Tiny Mungwe is a documentary film and arts producer. She currently works at STEPS
(Social Transformation and Empowerment Projects) where she produces Generation
Africa, a pan-African anthology of 25 documentary films from 16 countries in Africa, on
the topic of migration. Mungwe’s films include Akekho uGogo, a 48 minute
documentary about urban youth culture, which screened at several festivals including
the Durban International Film Festival, Apollo Film Festival and DOKANEMA Festival.
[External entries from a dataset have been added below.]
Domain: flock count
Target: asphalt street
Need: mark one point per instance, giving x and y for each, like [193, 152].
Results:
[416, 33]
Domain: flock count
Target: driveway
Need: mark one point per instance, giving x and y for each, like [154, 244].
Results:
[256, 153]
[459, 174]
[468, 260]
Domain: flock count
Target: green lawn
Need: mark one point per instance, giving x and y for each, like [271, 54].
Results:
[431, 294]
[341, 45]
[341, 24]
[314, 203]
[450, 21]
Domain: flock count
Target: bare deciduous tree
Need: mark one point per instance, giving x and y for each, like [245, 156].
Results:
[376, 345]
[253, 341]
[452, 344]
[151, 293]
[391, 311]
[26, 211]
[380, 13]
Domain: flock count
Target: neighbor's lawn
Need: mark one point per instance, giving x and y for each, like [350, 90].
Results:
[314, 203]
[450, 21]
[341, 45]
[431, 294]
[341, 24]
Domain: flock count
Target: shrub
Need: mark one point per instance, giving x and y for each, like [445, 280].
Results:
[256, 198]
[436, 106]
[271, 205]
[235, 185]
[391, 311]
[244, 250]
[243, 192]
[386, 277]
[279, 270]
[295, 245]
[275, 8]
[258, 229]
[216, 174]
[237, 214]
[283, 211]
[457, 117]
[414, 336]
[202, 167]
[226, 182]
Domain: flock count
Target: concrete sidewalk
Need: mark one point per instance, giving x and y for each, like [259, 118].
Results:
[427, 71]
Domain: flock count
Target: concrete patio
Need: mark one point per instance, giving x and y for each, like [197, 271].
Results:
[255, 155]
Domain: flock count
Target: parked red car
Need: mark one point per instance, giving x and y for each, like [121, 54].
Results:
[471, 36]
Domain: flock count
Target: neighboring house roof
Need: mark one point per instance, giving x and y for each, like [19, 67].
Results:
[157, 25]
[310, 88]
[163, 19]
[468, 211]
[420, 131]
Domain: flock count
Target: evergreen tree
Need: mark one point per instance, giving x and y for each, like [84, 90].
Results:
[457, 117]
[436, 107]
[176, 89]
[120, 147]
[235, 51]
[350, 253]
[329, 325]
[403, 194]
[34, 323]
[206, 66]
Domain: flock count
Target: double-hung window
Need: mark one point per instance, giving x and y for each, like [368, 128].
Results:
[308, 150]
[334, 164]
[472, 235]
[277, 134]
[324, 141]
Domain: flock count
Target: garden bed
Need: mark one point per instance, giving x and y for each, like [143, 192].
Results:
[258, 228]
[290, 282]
Her short film script Evelyn was selected for the National Film and Video Foundation
(NFVF) Women Filmmaker Project and she directed another short film in the program,
Daddy’s Boy. She has written for some of the highest rating South African television
dramas such as Muvhango and Matatiele, and was one of the directors on the series
Uzalo. For several years she worked as a festival organizer and programmer for four
international festivals, namely Time of the Writer, the Durban International Film
Festival, Jomba! Contemporary Dance Festival and Poetry Africa. During that time she also worked on the program for Durban FilmMart (the co-production market of the festival) and Talents Durban (a career development program for emerging African filmmakers in partnership with Berlinale Talents). She continues to work as a program curation associate for the Durban FilmMart. She also programmed and curated the city of Durban’s inaugural book and art fair, ARTiculate Africa.